Sono passati cinque anni da quando Louis Forster, Riley Jones e James Harrison esordirono, diciottenni o giù di lì, con un album che sembrava gridare con sornione orgoglio che la lezione dei Go-Betweens e dei The Bats non era dimenticata nemmeno dalle nuove generazioni. E ne sono passati da tre dal "difficile secondo album" We're Not Talking, che poco aggiungeva alle cose buone e a quelle più acerbe del debutto.
Il trio di Brisbane è arrivato oggi al terzo disco, ma davvero molte cose sono cambiate. Forse loro stessi, i tre ragazzini talentuosi e sbarazzini di Up To Anything, sono cambiati non poco.
Li lasciamo come indie pop band imparentata con quella tradizione di essenziale e obliqua immediatezza che Louis Forster portava avanti quasi geneticamente (lo sapete, è il figlio di Robert). Li ritroviamo oggi prima di tutto cittadini del mondo, e poi soprattutto talmente cresciuti come musicisti da suddividersi il songwriting e le parti vocali fra tutti e tre, con Forster a rappresentare una sottile linea di continuità con il passato e Jones e Harrison a sperimentare cose diverse (Riley il versante più morbido e teatrale, no wave e catchy insieme; James, con la sua vocalità sghemba, uno psich-folk-surf straniante e piacevole). In più, un monumento vivente come John Parish nel ruolo di produttore deve avere ulteriormente aperto occhi e orecchie ai ragazzi australiani, sollevandoli di peso dai territori di genere in cui si muovevano per offrire loro una tavolozza molto più ampia dai toni (decisamente scuri) post-punk.
Ecco allora che da un lato le canzoni si allargano e si complicano (prendiamo Bathwater come esempio), con cambi di ritmo e d'umore, gli stili si alternano e si affastellano quasi in voluto disordine, la basilare triade chitarra-basso-batteria resta come fondamenta di architetture stratificate e a tratti imprevedibili dove si succedono sassofoni, synth che trasudano anni '80 da ogni nota, pianoforte, altre chitarre ed armonie vocali, a creare un wall of sound lussureggiante e notturno in praticamente ogni episodio. In alcuni momenti sembra di ascoltare una versione indie pop di Nick Cave (lo stile vocale di Forster è eloquente), senza forse il carisma del grande maestro australiano, ma con una poderosa, in fondo positiva e un po' folle dose di ambizione creativa.

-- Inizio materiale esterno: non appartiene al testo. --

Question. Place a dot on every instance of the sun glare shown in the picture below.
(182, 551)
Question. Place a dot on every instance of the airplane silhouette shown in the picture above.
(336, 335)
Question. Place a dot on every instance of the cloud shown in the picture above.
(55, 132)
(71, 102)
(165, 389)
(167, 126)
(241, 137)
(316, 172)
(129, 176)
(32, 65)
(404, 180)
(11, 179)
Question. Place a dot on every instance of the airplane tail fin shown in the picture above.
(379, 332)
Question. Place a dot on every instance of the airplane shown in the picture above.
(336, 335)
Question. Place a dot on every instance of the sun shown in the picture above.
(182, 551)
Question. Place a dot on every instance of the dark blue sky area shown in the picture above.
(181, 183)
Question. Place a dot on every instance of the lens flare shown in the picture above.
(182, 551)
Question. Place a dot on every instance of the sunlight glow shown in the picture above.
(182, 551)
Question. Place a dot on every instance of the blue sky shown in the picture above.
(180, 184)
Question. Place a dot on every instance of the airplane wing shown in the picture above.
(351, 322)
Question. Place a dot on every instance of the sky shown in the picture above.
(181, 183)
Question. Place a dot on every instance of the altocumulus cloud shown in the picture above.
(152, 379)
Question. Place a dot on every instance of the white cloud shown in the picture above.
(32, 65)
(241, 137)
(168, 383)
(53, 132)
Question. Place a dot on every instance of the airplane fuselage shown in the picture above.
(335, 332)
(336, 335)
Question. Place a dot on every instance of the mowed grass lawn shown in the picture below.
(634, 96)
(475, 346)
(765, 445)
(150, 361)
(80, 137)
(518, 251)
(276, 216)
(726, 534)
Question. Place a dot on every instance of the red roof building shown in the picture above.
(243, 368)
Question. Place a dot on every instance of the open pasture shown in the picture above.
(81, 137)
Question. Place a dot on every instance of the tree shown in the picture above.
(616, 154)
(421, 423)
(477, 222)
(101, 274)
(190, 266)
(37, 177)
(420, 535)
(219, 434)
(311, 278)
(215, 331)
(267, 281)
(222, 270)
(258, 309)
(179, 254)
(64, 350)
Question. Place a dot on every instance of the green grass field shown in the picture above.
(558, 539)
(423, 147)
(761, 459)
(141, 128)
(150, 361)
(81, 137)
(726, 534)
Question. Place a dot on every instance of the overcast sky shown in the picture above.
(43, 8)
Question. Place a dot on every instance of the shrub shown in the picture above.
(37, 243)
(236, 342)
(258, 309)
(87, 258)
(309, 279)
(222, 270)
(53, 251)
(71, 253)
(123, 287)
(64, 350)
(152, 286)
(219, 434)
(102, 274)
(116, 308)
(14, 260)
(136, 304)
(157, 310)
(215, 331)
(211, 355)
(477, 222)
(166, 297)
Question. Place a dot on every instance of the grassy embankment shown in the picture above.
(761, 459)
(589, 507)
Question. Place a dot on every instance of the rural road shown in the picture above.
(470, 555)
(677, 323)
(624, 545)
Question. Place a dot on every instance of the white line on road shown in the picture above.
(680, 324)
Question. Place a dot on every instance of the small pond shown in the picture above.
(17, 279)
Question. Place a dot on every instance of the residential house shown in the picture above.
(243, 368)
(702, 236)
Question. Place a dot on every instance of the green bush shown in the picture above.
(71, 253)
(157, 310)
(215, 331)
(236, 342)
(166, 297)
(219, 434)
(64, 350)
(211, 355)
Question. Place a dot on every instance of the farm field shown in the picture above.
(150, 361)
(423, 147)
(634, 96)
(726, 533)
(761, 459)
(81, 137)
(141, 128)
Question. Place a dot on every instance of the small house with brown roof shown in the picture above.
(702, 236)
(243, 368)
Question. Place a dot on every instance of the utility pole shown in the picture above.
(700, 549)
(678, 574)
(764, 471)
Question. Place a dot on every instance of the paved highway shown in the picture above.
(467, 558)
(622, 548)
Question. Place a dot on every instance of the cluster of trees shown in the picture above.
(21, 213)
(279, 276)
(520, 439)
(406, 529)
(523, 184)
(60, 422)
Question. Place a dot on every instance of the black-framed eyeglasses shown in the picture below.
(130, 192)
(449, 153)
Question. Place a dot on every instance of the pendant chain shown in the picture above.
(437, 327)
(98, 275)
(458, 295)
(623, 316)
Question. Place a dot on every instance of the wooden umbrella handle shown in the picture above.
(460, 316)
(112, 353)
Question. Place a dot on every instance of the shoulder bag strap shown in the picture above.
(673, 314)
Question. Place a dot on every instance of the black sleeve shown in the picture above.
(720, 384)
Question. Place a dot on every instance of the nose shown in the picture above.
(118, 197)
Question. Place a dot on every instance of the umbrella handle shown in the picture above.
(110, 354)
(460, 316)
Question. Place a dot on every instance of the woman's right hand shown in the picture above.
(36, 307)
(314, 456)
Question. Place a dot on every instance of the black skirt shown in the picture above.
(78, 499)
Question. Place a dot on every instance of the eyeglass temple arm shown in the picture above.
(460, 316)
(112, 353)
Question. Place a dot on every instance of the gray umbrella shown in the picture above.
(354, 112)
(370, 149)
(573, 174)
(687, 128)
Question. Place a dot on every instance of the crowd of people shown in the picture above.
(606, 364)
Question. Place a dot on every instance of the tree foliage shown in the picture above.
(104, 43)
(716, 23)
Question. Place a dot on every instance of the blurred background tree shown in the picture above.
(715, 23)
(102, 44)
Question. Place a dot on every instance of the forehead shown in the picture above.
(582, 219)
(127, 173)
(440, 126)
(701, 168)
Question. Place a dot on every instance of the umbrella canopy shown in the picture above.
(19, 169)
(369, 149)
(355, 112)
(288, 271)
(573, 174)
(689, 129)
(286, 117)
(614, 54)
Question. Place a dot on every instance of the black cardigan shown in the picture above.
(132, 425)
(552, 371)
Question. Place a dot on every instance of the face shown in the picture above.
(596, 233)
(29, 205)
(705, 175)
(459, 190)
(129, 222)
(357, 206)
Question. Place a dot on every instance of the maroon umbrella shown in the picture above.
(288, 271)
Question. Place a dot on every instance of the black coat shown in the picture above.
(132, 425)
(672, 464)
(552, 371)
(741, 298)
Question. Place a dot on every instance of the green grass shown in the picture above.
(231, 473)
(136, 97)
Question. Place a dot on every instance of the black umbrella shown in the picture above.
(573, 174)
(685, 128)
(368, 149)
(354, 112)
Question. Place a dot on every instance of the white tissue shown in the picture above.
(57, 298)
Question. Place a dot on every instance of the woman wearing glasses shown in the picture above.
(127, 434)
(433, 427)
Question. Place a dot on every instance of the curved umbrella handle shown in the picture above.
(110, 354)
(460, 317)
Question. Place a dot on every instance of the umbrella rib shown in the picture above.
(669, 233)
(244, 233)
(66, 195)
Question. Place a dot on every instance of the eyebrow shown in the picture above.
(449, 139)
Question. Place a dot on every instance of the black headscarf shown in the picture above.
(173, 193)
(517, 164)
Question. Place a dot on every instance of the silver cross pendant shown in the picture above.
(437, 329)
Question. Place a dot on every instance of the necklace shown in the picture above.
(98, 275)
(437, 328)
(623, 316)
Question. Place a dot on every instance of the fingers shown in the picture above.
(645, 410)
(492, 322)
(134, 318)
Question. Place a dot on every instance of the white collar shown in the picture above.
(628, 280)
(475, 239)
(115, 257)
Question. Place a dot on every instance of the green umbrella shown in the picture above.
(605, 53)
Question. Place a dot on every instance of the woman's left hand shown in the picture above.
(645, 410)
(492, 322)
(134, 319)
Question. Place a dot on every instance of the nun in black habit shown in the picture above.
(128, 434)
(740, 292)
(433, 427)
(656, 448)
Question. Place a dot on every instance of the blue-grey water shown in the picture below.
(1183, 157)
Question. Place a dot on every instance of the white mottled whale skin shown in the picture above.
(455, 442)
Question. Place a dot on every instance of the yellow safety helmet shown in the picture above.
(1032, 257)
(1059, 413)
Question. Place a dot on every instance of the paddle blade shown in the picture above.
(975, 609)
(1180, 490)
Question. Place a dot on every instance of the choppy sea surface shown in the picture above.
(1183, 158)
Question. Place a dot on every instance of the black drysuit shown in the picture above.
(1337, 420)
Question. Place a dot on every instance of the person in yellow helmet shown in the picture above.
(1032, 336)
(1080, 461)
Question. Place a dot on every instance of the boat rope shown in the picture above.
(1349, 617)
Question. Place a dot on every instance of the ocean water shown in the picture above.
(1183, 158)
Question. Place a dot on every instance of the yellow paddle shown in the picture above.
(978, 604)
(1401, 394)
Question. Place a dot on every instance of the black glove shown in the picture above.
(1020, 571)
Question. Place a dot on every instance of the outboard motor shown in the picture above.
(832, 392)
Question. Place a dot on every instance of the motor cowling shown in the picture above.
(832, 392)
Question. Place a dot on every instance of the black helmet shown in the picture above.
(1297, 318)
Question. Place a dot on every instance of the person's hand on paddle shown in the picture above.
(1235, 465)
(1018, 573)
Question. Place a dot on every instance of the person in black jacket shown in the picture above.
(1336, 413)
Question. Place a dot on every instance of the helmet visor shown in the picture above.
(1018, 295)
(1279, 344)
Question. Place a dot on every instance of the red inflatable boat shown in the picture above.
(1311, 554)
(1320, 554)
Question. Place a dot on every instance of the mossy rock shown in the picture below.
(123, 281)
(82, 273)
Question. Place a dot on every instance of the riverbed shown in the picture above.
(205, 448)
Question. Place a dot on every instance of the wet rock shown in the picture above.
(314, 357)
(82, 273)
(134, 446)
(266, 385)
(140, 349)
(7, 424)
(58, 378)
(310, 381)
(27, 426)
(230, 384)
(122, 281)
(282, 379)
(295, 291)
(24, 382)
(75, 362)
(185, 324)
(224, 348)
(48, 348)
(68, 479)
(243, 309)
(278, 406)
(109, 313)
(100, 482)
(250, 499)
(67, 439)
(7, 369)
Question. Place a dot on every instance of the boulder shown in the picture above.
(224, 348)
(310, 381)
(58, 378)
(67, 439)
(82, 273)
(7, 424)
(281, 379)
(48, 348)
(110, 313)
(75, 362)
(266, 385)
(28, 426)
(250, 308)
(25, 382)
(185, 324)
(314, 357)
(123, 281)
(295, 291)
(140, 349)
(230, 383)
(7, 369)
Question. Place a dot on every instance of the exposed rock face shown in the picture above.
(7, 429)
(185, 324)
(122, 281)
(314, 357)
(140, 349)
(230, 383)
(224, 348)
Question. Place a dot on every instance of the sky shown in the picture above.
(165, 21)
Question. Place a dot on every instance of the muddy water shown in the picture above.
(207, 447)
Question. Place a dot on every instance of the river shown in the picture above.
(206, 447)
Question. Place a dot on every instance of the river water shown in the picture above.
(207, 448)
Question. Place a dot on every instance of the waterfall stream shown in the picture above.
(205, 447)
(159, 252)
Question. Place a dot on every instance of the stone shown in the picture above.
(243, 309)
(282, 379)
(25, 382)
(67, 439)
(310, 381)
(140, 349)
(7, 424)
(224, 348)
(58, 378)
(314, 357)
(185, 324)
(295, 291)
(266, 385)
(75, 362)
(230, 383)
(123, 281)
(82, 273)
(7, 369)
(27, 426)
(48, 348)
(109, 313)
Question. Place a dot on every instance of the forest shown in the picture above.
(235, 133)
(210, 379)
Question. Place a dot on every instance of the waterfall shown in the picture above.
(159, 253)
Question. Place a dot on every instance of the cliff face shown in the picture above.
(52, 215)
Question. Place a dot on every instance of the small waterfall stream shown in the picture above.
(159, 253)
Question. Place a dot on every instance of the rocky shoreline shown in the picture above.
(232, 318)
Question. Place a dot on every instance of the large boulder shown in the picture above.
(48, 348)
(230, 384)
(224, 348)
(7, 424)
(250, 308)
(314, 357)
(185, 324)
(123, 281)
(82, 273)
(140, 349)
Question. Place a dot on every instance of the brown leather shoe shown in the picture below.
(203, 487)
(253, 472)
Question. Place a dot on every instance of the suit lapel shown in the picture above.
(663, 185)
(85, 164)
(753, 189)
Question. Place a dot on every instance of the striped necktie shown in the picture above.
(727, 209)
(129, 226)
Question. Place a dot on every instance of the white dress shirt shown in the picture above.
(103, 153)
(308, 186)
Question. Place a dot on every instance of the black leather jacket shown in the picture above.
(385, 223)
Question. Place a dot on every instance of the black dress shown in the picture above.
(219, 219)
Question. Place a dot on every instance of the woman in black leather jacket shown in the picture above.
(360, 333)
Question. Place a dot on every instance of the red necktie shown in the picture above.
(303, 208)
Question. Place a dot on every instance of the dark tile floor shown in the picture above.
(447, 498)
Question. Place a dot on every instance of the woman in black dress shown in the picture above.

Personalmente non ho ancora deciso se è una pietra miliare o un buco nell'acqua (l'iniziale formidabile In The Stone chiama pollici in su; i pezzi di Harrison... tutto l'opposto; l'apporto ampio della Jones quasi ovunque fa di nuovo propendere per il sì, tanto che alla fine sembra lei l'unico collante stilistico della band), ma senz'altro non è un disco che può lasciare indifferenti.